Publisher: Myriad Editions (4 July 2013)
It’s the start of one of the hottest summers on record with weeks without rain; the summer of Abba, T-Rex and David Bowie; of the Notting Hill riots and when Big Ben stopped dead. Luke Wolff is about to turn 18 and is set to enjoy his last summer at home on the Isle of Wight before leaving for college. His job at a holiday camp promises new friendships and romance. But with the heat and open windows, secrets become harder to hide and his parents’ seemingly ordered lives become unstuck and the community is gripped by scandal.
There’s intrigue as soon as we start reading … It’s December 31st 1971, Joanna Wolff and husband Richard are at a party. Whose key fob was Joanna looking for?
Leading on from this scene, it’s now early May 1976. Luke has just bought a new scooter … an orange Vespa. He’s just finished lovingly polishing it on their driveway when up rides his friend Martin. They go off to listen to David Bowie’s album. Feeling hungry, they go downstairs to the kitchen and we’re introduced properly to his parents and his 4 year old sister, Kitty. From this time, throughout the summer of ’76 we spend time with the Wolff family and friends as seen from Luke’s perspective as the community secret and family secret slowly unravels. Character’s backgrounds are revealed with more layers of sorrow underlying the face of situations.
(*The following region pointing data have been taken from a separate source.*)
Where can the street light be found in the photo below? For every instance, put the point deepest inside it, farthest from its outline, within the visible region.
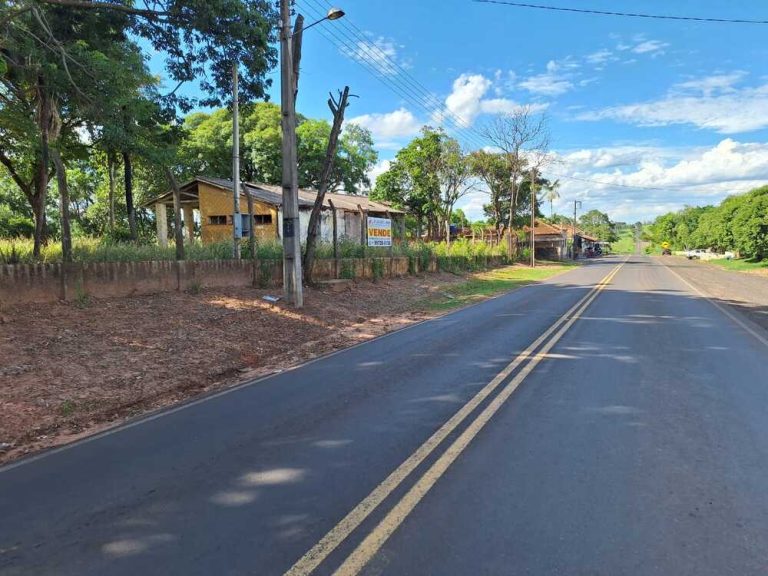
(333, 14)
(289, 64)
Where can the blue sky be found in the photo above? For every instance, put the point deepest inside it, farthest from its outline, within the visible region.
(656, 114)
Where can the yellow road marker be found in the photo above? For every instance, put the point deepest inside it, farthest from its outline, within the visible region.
(320, 551)
(376, 539)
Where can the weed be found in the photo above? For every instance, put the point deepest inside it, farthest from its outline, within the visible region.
(265, 272)
(82, 298)
(67, 408)
(194, 288)
(347, 269)
(377, 268)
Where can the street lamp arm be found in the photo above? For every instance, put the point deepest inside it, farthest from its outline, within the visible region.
(333, 14)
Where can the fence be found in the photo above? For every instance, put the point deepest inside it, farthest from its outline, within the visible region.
(25, 283)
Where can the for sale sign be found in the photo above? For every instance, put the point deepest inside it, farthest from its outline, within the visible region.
(379, 231)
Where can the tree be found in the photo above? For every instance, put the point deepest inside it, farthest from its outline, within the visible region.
(207, 149)
(412, 183)
(64, 60)
(494, 171)
(523, 138)
(551, 194)
(750, 224)
(599, 225)
(454, 173)
(338, 108)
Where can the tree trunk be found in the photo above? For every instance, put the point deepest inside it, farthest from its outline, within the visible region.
(61, 179)
(111, 170)
(330, 155)
(511, 223)
(44, 118)
(252, 227)
(128, 176)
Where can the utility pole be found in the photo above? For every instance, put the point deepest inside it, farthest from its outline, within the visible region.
(292, 278)
(533, 217)
(573, 234)
(237, 221)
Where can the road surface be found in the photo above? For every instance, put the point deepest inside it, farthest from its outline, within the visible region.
(609, 421)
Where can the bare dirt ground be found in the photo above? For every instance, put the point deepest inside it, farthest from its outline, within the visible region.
(67, 370)
(747, 293)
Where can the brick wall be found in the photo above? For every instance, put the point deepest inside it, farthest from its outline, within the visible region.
(27, 283)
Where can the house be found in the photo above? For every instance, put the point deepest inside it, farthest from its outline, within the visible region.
(550, 241)
(584, 241)
(208, 203)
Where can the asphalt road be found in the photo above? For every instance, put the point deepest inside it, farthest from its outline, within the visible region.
(631, 438)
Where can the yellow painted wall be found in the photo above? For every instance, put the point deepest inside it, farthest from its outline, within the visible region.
(217, 202)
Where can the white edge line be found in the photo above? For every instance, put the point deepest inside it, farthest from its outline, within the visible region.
(731, 314)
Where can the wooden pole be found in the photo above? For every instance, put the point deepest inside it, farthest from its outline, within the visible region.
(237, 221)
(363, 228)
(533, 217)
(177, 230)
(335, 239)
(292, 278)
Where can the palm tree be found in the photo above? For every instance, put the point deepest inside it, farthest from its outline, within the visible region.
(552, 195)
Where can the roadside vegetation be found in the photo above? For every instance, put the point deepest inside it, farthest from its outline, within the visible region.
(738, 224)
(487, 284)
(626, 240)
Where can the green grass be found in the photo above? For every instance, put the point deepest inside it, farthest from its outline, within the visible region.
(485, 284)
(462, 255)
(740, 264)
(625, 244)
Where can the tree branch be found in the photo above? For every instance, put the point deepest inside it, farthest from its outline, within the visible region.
(86, 5)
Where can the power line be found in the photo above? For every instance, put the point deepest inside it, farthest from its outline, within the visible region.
(381, 66)
(393, 75)
(625, 14)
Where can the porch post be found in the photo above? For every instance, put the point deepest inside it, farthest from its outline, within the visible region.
(161, 224)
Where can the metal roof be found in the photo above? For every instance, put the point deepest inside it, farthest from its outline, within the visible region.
(273, 195)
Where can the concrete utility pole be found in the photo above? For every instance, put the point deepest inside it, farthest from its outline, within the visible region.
(237, 221)
(573, 234)
(533, 218)
(292, 278)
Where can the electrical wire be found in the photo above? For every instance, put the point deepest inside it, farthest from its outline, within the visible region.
(355, 45)
(624, 14)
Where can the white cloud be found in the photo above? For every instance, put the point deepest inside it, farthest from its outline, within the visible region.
(713, 103)
(555, 81)
(390, 126)
(467, 100)
(718, 83)
(380, 53)
(650, 47)
(463, 103)
(378, 169)
(600, 57)
(665, 178)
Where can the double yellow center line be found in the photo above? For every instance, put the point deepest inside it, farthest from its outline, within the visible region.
(386, 527)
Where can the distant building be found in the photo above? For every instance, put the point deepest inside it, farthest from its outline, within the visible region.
(550, 241)
(208, 203)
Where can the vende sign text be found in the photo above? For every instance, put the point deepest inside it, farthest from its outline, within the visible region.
(379, 231)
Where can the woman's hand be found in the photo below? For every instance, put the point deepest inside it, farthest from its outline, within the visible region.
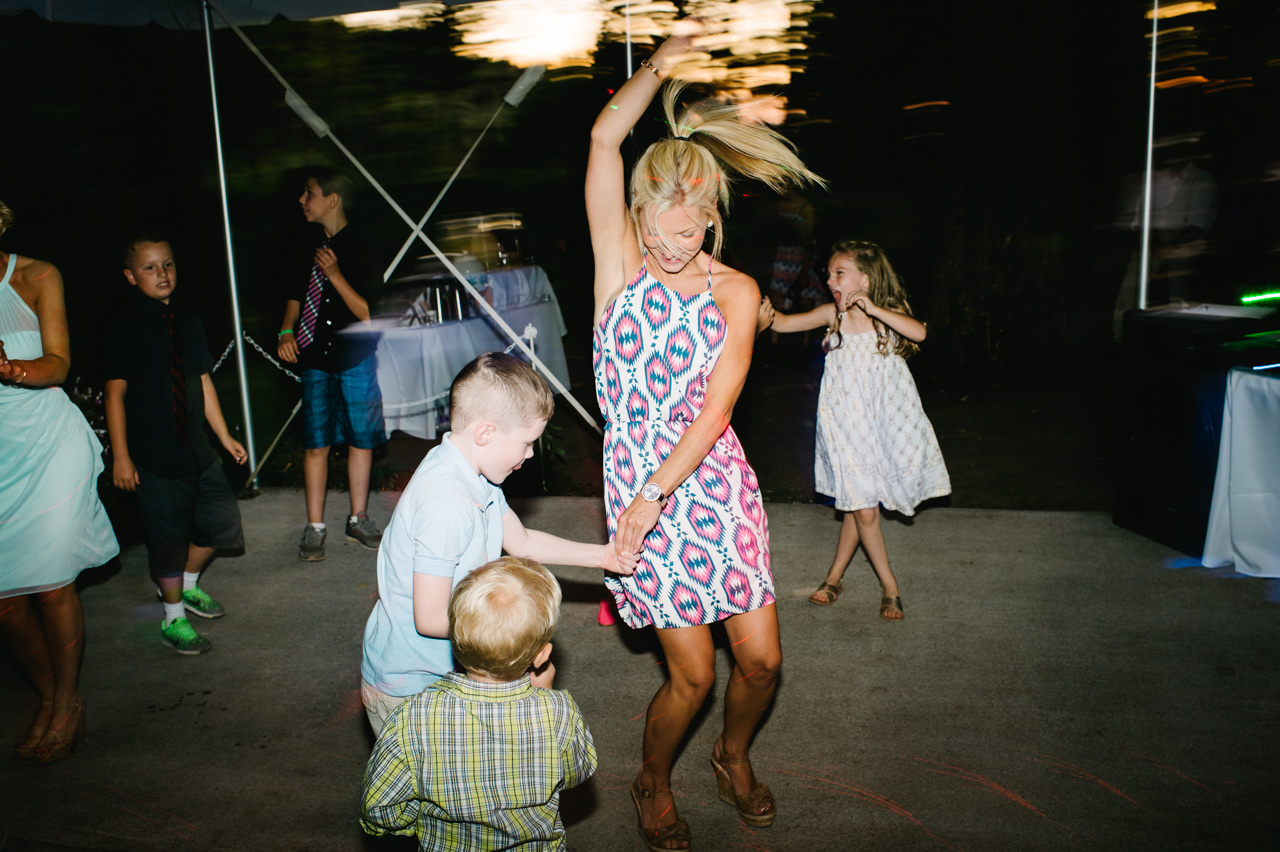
(10, 371)
(124, 473)
(618, 562)
(634, 525)
(764, 317)
(543, 677)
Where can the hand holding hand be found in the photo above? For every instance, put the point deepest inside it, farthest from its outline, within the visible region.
(764, 316)
(634, 525)
(620, 562)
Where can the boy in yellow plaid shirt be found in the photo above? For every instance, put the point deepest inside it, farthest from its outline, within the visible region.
(478, 759)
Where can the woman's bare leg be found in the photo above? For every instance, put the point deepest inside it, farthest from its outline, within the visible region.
(63, 619)
(757, 659)
(690, 674)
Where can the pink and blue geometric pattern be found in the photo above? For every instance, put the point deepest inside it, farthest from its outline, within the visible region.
(708, 558)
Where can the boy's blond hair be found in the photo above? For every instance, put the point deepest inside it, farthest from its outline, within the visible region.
(499, 388)
(501, 617)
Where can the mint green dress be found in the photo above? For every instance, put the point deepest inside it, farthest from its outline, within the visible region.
(51, 523)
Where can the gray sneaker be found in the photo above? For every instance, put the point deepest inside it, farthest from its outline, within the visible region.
(364, 532)
(311, 548)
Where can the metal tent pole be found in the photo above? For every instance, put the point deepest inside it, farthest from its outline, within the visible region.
(1151, 145)
(231, 250)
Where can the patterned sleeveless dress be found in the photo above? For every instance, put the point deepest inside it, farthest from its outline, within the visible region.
(708, 558)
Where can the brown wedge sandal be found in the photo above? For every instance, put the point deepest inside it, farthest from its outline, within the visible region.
(60, 740)
(890, 605)
(30, 741)
(661, 839)
(749, 807)
(826, 594)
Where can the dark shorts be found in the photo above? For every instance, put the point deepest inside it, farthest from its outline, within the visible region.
(343, 407)
(191, 509)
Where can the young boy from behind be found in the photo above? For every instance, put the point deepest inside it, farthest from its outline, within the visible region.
(453, 518)
(478, 760)
(159, 397)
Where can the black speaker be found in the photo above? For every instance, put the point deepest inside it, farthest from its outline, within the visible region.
(1170, 389)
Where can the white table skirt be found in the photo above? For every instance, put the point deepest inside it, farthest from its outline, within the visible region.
(1244, 513)
(416, 365)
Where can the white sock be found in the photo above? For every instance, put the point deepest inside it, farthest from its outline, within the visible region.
(173, 612)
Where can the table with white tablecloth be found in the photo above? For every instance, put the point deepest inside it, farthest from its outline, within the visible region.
(1244, 514)
(416, 363)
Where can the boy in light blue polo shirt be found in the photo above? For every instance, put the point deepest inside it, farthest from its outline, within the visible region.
(453, 518)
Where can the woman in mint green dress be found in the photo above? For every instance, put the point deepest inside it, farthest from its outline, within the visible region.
(51, 522)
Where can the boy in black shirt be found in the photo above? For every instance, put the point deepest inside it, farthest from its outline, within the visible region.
(321, 330)
(159, 397)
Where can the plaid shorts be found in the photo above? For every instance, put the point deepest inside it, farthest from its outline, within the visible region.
(343, 407)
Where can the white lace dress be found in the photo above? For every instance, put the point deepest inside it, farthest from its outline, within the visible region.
(874, 444)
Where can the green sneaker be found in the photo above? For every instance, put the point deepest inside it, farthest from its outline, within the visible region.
(183, 639)
(199, 603)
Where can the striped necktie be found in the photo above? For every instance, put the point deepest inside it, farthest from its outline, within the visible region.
(177, 379)
(311, 306)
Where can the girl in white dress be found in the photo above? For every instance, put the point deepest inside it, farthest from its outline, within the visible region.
(874, 444)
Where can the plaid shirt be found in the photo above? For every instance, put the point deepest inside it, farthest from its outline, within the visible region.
(469, 765)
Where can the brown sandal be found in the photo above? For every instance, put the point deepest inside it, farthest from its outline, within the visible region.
(60, 741)
(826, 594)
(27, 745)
(661, 838)
(890, 605)
(748, 806)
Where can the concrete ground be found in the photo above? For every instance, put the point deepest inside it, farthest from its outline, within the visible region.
(1059, 683)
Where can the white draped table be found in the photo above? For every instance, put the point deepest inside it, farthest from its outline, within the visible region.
(1244, 513)
(416, 363)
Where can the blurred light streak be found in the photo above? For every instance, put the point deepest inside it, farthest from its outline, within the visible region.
(530, 32)
(410, 15)
(1178, 9)
(1180, 81)
(1224, 85)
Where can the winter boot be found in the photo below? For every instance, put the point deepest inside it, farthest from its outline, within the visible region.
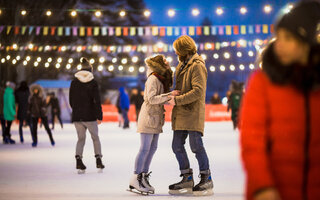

Through Luke we get to experience his changing friendships, teenage angst, those awful feelings when we know we’ve made a wrong decision … and that feeling of being on the edge of something really exciting. His summer isn’t all about working at the holiday camp – plenty of time for sunbathing on the beach and alcohol that long, hot summer! We see him mature throughout the story. He’s even able to reason through the chaos of his thoughts and have a chuckle with his dad at the end … as opposed to slamming out of the house in frustration (I remember those days well!)
The characters are all fabulous. From pompous new neighbour Mike to 4 year old Kitty. One of my favourite scenes is with Kitty singing/performing at Martin’s 18th birthday tea. So funny! I will never hear Abba in the same way again!
Everything is very authentic from the music and fashion to the social and economical environment… I wasn’t a teen myself then, but do remember quite a lot! Just like Joanna, my mother used to run up outfits on the old Singer sewing machine (not just for us but for neighbours children too). I also had a similar elephant to Kitty so they must have been a craze!
Ashdown’s writing has transported me away from our awful summer weather, into a time when all the doors and windows had to be open and the beaches were jam-packed with tanned and gleaming bodies. I’ve believed I’ve been on this journey with Luke, right by his side. I’ve been at the funeral and climbed a tree. I’ve been drunk (and very sick!) I’ve been concerned about my mum, felt my dad ruffle my hair and been a part of Nan’s shenanigans. I’ve been anxious. I’ve also laughed with Gordon at work and loved my family.
I would like to thank the publishers for providing a copy in exchange for an honest review.